Kayaking the Sky: A Long But Fun Day on the Skykomish River

"After the second rapid, it should mostly be a float down the river," says Larry as we're getting ready to launch our kayaks onto Washington's Skykomish River.

Several hours later, we rib Larry each time we hear the sound of yet another approaching rapids. Granted, most of us are in sea kayaks and the rapids are just Class I and Class II. 

But still.  For those us of accustomed to wind, tidal currents, or calm sea conditions, this is an exciting change of pace.

The plan today was to meet at 9 a.m. in Monroe at Skykomish River Centennial Park, car shuttle up to Big Eddy a couple miles beyond Gold Bar, and be off the river by 3 p.m.--a paddle of about 18 river miles.

With a few folks running late, we don't get going until close to 11 a.m., which sort of sets the pace for the day.

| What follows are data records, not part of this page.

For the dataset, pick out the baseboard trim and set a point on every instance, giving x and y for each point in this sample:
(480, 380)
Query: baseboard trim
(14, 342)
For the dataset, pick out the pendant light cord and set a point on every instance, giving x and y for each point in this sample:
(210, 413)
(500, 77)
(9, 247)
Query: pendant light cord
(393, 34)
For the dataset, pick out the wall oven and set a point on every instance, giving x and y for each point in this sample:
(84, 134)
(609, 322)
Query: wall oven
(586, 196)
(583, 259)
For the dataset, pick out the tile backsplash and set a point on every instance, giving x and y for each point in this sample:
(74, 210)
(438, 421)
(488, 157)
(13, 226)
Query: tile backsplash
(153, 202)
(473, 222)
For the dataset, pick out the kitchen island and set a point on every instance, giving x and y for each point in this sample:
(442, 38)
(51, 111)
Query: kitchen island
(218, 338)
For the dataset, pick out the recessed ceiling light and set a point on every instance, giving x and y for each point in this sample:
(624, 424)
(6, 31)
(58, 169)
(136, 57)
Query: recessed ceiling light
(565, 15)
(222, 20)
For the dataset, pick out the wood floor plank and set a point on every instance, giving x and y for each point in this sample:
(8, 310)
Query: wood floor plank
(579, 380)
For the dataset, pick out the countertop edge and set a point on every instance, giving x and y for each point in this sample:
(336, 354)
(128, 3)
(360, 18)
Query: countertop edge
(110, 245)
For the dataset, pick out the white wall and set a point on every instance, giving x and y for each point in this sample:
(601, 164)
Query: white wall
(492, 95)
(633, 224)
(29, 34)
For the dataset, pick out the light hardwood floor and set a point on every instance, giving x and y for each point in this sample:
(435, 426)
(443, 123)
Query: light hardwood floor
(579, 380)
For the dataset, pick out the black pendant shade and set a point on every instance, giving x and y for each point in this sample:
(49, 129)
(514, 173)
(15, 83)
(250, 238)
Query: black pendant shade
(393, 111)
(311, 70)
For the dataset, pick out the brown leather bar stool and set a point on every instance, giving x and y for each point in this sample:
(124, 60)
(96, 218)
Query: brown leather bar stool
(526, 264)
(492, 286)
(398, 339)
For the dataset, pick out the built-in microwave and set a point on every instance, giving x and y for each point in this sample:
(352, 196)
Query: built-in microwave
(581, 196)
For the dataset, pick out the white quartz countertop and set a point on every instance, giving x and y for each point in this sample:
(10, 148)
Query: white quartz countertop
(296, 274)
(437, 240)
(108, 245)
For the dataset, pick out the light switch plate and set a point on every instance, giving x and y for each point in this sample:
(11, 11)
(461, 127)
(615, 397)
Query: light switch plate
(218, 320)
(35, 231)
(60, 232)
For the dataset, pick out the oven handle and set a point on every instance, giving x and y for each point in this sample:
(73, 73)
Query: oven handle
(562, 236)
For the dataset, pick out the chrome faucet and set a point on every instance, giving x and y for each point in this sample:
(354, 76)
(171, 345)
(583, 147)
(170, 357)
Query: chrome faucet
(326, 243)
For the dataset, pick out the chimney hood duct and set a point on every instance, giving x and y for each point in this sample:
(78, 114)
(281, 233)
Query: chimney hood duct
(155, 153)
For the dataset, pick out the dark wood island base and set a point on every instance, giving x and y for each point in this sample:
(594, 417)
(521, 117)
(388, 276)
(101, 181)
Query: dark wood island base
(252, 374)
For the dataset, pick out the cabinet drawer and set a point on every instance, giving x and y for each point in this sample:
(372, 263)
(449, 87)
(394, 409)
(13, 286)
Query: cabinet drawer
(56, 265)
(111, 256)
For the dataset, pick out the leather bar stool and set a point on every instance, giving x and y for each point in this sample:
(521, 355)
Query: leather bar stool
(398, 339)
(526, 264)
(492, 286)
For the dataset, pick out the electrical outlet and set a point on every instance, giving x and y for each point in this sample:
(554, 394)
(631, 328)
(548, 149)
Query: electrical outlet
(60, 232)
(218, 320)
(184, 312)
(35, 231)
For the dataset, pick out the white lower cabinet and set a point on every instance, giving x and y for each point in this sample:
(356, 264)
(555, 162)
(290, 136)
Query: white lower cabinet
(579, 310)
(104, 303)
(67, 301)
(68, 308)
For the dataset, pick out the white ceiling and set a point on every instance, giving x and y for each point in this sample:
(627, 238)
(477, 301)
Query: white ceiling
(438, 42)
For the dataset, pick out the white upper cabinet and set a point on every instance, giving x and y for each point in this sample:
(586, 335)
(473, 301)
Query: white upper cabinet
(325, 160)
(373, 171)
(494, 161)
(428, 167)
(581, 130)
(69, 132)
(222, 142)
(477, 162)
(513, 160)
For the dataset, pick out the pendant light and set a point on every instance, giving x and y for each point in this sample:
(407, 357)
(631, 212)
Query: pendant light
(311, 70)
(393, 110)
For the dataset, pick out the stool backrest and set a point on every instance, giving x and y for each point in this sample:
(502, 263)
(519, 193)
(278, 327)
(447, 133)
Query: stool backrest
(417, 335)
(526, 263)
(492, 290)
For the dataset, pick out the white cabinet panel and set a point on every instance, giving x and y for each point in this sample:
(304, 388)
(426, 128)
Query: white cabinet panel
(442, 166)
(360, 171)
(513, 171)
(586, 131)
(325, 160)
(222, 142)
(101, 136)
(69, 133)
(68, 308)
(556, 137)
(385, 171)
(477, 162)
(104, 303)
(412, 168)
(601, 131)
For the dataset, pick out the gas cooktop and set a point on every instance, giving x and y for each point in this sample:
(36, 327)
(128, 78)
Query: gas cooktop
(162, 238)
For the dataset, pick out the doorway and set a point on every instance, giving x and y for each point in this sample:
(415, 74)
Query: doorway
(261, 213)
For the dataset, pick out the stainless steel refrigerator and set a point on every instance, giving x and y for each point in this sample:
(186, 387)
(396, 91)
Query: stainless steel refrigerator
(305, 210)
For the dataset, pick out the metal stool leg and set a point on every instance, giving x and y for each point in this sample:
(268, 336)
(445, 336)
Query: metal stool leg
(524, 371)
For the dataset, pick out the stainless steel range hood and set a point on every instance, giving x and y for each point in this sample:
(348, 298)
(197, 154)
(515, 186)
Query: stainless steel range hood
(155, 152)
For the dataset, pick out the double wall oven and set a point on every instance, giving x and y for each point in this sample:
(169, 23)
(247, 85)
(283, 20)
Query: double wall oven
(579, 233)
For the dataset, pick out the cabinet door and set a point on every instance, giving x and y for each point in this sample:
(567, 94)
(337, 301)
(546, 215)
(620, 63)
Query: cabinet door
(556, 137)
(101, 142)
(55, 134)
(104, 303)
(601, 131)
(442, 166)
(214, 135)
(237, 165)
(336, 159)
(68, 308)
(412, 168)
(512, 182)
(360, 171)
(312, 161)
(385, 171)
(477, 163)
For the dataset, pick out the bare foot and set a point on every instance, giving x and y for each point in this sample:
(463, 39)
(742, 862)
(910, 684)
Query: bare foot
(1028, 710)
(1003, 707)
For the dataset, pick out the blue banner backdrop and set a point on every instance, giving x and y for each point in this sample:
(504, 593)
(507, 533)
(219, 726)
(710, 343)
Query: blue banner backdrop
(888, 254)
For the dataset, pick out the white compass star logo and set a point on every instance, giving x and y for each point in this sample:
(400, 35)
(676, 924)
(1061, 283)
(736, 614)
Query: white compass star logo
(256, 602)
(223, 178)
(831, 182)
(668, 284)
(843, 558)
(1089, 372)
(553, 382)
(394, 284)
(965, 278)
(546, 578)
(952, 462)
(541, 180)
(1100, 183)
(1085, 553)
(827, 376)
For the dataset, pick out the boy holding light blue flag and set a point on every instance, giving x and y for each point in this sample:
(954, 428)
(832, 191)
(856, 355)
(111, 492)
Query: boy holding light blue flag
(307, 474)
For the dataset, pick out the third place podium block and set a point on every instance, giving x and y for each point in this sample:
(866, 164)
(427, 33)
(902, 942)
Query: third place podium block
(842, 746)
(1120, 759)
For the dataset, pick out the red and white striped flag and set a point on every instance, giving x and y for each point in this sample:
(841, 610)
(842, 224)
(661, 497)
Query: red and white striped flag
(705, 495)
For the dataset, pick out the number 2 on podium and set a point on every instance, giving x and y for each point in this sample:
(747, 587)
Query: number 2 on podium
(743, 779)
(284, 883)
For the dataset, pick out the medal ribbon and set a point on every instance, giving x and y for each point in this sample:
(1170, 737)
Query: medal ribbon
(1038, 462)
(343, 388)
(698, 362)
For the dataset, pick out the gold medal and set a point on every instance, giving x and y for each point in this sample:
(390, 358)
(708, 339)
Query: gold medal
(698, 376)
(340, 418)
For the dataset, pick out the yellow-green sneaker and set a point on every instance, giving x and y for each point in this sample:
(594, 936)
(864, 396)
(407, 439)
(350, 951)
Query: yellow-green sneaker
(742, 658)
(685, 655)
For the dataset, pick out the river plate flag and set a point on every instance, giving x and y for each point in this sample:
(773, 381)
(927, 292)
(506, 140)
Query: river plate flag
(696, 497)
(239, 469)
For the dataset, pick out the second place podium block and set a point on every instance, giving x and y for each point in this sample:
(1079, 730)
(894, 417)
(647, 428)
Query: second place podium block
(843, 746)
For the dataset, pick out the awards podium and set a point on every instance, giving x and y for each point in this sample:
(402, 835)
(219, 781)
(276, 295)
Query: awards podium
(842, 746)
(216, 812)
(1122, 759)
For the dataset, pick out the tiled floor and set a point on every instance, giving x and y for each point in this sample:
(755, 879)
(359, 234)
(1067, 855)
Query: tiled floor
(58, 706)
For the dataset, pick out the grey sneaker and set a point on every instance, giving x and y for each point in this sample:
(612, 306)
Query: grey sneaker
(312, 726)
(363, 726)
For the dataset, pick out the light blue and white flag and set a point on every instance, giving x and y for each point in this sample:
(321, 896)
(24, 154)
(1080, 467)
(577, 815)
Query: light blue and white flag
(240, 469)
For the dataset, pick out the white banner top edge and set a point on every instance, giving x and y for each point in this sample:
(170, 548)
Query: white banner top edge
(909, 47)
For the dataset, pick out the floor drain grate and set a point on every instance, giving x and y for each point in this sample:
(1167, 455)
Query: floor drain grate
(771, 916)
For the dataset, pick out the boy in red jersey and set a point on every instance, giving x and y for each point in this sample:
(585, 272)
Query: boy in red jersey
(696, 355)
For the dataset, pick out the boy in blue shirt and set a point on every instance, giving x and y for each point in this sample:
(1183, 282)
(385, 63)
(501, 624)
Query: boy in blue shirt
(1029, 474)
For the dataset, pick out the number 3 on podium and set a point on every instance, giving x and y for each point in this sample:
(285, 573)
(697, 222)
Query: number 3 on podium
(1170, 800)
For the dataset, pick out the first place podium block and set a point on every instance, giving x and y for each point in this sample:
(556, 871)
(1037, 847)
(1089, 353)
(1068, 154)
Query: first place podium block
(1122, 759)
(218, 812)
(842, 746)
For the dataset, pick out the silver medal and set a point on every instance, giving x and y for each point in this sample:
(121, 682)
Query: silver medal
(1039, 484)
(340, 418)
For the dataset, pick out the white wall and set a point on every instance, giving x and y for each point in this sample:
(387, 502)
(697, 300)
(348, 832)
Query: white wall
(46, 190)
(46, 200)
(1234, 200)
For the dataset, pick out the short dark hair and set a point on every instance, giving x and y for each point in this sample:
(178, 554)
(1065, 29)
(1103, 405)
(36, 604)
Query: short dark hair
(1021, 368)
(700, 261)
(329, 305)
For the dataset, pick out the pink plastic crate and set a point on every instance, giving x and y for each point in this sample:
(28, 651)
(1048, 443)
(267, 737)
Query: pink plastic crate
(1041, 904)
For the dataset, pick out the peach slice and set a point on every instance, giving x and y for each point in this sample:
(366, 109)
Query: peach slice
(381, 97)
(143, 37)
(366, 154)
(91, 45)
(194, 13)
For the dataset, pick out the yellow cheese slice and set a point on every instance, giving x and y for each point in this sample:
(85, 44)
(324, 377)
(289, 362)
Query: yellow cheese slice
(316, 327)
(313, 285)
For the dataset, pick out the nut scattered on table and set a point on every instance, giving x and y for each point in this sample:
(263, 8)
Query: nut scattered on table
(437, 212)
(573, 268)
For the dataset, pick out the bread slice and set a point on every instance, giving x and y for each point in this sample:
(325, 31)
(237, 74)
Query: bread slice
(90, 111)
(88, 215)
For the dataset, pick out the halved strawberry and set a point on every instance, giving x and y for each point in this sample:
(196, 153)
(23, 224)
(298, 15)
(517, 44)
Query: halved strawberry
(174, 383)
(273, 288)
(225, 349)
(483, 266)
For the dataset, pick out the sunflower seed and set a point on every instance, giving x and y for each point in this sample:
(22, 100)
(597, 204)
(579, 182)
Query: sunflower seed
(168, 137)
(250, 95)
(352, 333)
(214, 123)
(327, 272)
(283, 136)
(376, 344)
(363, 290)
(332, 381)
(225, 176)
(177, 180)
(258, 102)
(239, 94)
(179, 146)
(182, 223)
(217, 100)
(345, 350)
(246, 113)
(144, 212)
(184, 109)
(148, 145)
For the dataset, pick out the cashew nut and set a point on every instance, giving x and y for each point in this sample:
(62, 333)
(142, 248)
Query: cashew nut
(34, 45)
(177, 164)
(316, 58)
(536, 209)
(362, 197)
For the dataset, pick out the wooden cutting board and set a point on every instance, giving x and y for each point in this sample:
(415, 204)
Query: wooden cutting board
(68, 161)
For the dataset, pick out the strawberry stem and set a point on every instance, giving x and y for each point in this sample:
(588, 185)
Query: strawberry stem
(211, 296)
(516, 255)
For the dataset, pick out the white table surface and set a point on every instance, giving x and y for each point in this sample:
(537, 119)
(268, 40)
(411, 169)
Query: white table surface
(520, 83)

But it's a glorious, beautiful, clear blue sky summer day. 

Looking back at Class II rapid just past put-in, US Route 2 and railroad bridges in background.
The Skykomish River, often called "the Sky" for short by rafters, kayakers, and locals, winds 29 miles through the Cascade Mountains and foothills to the Puget lowlands, where it merges with the Snohomish River north of Seattle. In the popular whitewater and kayaking reaches upriver, and where we start today, our backdrop is thick forest-covered hills and some craggy, snow-capped peaks of the Cascades beyond, including dramatic Mt. Index.

It's a lovely stretch of river.

Our most challenging rapid is a Class II just a short way below our put-in spot, at the first bend in the river.  We let our two whitewater kayakers lead the charge, then the rest of us sea kayakers proceed carefully through the persistent standing waves. What an adrenaline rush for a sea kayaker! 


Chilling after the first rapid
In the second rapid, not too far downriver, two kayakers in our group capsize in the tricky, rocky stretch of river.  I get hung up broadside on a big rock and almost go over too but manage to stay upright. 

But everyone is okay. At this point in the summer, the water speed and level is about half the spring snowmelt peak. (I heard something about 3,000 cfs vs 6,000 cfs, but don't quote me on that.)

After three capsizes in the early rapids, our trip leader Larry stops and scouts a few times before proceeding down what sounds like more rapids, so we hang back a bit.   Who minds hanging out when it's a gorgeous July day and the temperature is a near perfect high 70s to 80 degrees (F)?

Our lunch break isn't as far down river as planned (Sultan), but it's after 1 pm and we're hungry.  So we lounge in the sun on a big cobbled sandbar in the river and enjoy ourselves.

After lunch the river really does get more mellow, but it's not over yet. 

We pass numerous fly fishers along the way, some gracefully arcing their line overhead for casting off. When I ask about their catch today, no one has had any luck. It's a bit early in the salmon season.

We stop in Sultan for a pit stop at Sportsman Park where the Wallace River flows into the Sky.  Gotta say, the Honey Bucket there is best avoided if at all possible.

At one point downriver from Sultan the river is split by several large bars, where our group split up and lost each other for a while.  If you're on the river and hit an area that fits this description, stay river left!

Then we just meander down river past occasional homes with people out on their docks partying, undeveloped forest-lined stretches of river, and reaches adjacent to US Route 2. And yes, run several more Class I rapids.

We finally get back to Monroe a bit after 7 p.m., and then there's the car shuttle back up US Route 2 to Big Eddy through weekend traffic, which adds another hour to our outing. I'm tired after almost 8 hours on the river and all the hauling and loading kayaks.

Regardless, it's a fantastic day and a real treat for us sea kayakers to be on a beautiful stretch of river in the mountains. Overall it's a relaxing and exhilarating trip. 

When You Go
If you'd like to embark on a similar trip down the Sky, be sure and check the water levels and velocity.  Also, a Washington State Discover Pass is required for parking at Big Eddy.

The first part of our trip, from Big Eddy To Sultan, is described here in the Paddling Washington guidebook.  Big caveat:  My fiberglass kayak is sporting a few new gouges and bruises from this river trip.  I highly recommend using a more durable (but heavier) plastic sea kayak if you plan to do this trip in a sea kayak. If you're a whitewater kayaker, this is all tame stuff.
And special thanks to Ron for letting me use several of his photos in this blog post.